Jizhou Zhao is a Research Fellow at the NFG Research Group “Asian Perceptions of the EU”. Further inquiries are very welcome. Jizhou would like to thank Olivia Gippner, from whose input this blog post benefited.

Mathis Lohaus

Links: Data Drama, Coups, France, Cyber Security, Wealth Distribution

Last week, GDELT was suspended and three researchers left the project. This huge data set on media reports (not only) about conflicts got a lot of buzz (here and elsewhere). Now it seems that several parties are arguing about whether or not the underlying data was properly licensed. You can find some of the speculations in this thread on “Political Science Rumors”, page 3 and following.

Kalev Leetaru, the designer of the data set, now seems to have set up a new website and promises that everything will be fine:

While this whole situation would have been easily avoided with just a little communication and avoided a lot of unnecessary angst, the silver lining is that it has demonstrated just how widely-used and important GDELT has really become over the past year and we are tremendously excited to work with all of you in 2014 to really explore the future of “big data” study of human society.

Speaking of big data projects: Jay Ulfelder’s 2014 coup forecasts are up:

Coup forecast 2014 by Jay Ulfelder
Coup forecasts 2014 by Jay Ulfelder. Each shade represents a fifth of the distribution. Historically, you can expect 80% of coups to occur in the dark red countries…

Please read the full post for Jay’s caveat regarding interpretation and information on how the probabilities are calculated.

Somehow I had missed Jeffrey Stacey’s post on France’s “re-emergence as a major power”:

Few noticed several years ago that France conducted the EU operation in Chad almost entirely on its own, and the same for the UN operation in the Ivory Coast (both were largely ignored in Washington). There was an unsuccessful raid of al-Shabbab conducted in Somalia in early 2013, but France intervened in the highly unstable Central African Republic at the end of 2013. In-between France demonstrated particular skill in conducting its Mali intervention, which has been heralded as a successful demonstration of an alternative way to intervene compared to the experience of U.S.-led allies in Iraq and Afghanistan.

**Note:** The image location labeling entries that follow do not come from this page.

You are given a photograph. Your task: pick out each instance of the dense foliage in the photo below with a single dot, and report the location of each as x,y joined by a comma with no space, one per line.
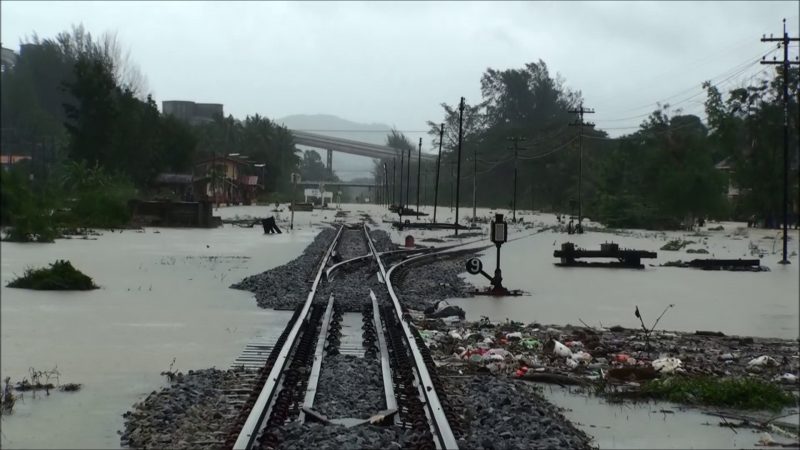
663,175
76,105
60,276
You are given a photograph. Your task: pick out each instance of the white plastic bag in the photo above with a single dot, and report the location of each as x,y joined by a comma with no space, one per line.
666,365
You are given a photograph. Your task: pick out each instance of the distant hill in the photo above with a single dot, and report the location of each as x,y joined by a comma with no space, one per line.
347,167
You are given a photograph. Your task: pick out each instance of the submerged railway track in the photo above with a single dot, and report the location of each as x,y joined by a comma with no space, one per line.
325,368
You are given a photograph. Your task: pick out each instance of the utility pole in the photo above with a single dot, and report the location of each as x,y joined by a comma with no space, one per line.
458,170
580,123
474,180
385,184
408,176
402,159
786,63
516,141
419,172
438,162
394,184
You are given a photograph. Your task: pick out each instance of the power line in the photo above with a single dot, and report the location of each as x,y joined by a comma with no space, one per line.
358,131
736,70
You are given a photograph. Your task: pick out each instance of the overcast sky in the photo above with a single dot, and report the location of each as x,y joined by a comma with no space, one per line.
394,63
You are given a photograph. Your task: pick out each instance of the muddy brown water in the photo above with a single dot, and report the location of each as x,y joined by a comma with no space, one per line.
164,294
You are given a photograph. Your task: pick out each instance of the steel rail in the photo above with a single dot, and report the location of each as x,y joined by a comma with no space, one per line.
388,385
263,403
444,437
319,353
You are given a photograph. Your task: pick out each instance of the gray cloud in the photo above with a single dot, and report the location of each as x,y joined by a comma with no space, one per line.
394,62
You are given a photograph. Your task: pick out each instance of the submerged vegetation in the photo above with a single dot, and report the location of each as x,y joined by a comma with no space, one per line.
60,276
740,393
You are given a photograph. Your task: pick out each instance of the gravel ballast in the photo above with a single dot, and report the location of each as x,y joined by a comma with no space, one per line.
499,413
350,386
193,412
286,286
421,286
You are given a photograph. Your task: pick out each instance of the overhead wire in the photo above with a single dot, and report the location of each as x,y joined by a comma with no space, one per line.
737,69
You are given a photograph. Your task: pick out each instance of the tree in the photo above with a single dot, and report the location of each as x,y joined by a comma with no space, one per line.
313,169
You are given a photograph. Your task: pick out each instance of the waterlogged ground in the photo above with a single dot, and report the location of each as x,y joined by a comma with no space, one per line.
165,295
744,303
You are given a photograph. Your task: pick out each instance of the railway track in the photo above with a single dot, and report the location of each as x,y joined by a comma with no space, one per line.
351,330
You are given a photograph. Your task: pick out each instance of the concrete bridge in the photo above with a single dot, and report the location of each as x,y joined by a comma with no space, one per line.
336,184
333,144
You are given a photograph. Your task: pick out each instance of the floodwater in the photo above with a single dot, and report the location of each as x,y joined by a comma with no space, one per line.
650,424
762,304
164,295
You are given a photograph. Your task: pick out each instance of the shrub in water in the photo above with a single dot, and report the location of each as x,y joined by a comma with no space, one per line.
60,276
743,393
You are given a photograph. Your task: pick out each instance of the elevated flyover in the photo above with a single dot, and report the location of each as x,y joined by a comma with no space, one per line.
352,147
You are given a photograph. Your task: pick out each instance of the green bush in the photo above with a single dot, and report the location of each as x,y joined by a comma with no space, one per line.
60,276
742,393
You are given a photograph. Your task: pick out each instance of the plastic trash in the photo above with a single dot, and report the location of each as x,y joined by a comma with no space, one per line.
503,353
476,358
582,357
515,336
621,357
787,378
762,361
575,345
571,363
530,344
557,348
666,365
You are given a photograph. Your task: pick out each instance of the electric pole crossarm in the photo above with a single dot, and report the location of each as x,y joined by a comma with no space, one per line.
580,123
786,63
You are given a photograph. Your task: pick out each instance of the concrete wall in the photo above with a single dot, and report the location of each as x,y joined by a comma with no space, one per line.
174,214
191,112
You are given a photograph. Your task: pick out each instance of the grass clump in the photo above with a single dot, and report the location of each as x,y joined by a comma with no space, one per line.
60,276
740,393
675,245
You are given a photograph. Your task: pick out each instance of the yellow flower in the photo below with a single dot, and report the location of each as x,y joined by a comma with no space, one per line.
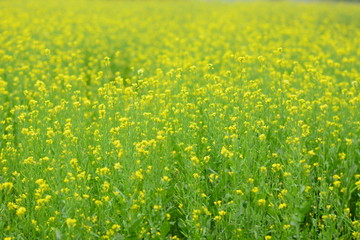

The French operation was impressive at the outset in that it took only three months to go from a decision in Paris to achieve operational boots on the ground. French military sustainability was amply demonstrated, with its contingency force growing to 5000 deployed troops midway through the intervention (only 7 troop fatalities occurred). The French with Chadian support accomplished their military objectives with relative ease in harsh field conditions, beyond the gaze of any reporters and therefore less likely that France would suffer diplomatically from any images of its troops killing Islamic fighters (a brigade has remained in Mali after the successful election of a new president). All of this was accomplished with broad and deep support across elite and public opinion.

At the Monkey Cage, Henry Farrell has announced a series of posts on cyber security. The first posts discusses “why people fight so hard over cybersecurity”.

Oxfam: "Working for the Few"
Oxfam: “Working for the Few”

Finally, you will probably have noticed Oxfam’s campaign about how 85 people are as rich as the bottom half of the world’s wealth distribution. This is from a report called “Working for the Few”.

Long-term followers of the IR Blog might remember my skepticism regarding cleverly phrased claims about wealth distribution: As long as you don’t oppose all kinds of capital accumulation, there will always be some small group owning much more than some bigger group.

Still, I think Tim Hartford and Alex Tabarrok miss a couple of important points in the casual way they deal with inequality. (See the comment section at Marginal Revolution for a discussion on how phrasing matters.)

Again, from a moderate perspective, the point here is not ‘expropriate them all‘. But we need to ensure that everyone has a decent income and improve taxation in order to mitigate capitalism’s tendencies to reward capital more than labor. The Economist has a short discussion of Thomas Piketty’s new book on the issue. More here. I have a feeling there will be many heated discussions over the year.